New Delhi, May 27,2024: Global rating agency Fitch views the larger-than-expected Reserve Bank of India (RBI) dividend of Rs 2.1 lakh crore to the government, announced last week, as positive for India’s sovereign rating fundamentals.
“The larger-than-expected RBI dividend to the government should help to ensure the 5.1 per cent of GDP deficit target for the fiscal year ending March 2025 will be met and could be used to lower the deficit beyond the current target,” Fitch Ratings said in a report on Monday.
The new government’s budget following the release of election results in June is likely to be presented in July and it will determine how the dividend will be used.
The government has signalled its aim to narrow the deficit gradually to 4.5 per cent of GDP by FY26. Sustained deficit reduction, particularly if underpinned by durable revenue-raising reforms, would be positive for India’s sovereign rating fundamentals over the medium term, Fitch ratings said.

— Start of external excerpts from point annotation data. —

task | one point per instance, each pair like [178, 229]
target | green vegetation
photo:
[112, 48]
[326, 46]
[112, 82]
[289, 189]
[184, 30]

The RBI announced a record-high dividend transfer to the government equivalent to 0.6 per cent of GDP Rs 2.1 lakh crore from its operations in FY24. This is above the 0.3 per cent of GDP expected in the FY25 budget from February, so it will aid the authorities in meeting near-term deficit reduction goals. An important driver of higher RBI profits appears to be higher interest revenue on foreign assets, though the Central bank has not yet provided a detailed breakdown.

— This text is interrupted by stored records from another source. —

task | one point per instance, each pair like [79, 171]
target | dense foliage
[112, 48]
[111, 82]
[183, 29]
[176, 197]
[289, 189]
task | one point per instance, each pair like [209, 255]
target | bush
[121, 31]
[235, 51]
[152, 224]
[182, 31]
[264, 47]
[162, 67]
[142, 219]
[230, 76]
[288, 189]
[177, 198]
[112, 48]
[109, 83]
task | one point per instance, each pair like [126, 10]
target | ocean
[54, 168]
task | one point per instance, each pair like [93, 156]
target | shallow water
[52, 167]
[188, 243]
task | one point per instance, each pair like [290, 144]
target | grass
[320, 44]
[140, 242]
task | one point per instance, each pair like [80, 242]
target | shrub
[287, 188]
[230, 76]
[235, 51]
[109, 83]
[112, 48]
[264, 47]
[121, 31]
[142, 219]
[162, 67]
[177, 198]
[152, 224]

In its post-election budget, the new government has two alternatives. First, the government could opt to keep the current deficit target for FY25, and the windfall could allow the authorities to further boost spending on infrastructure, or to offset upside spending surprises or lower-than-budgeted revenue, for example from divestment. Alternatively, all or part of the windfall could be saved, pushing the deficit to below 5.1 per cent of GDP. The government’s choice could give greater clarity around its medium-term fiscal priorities, the Fitch report stated.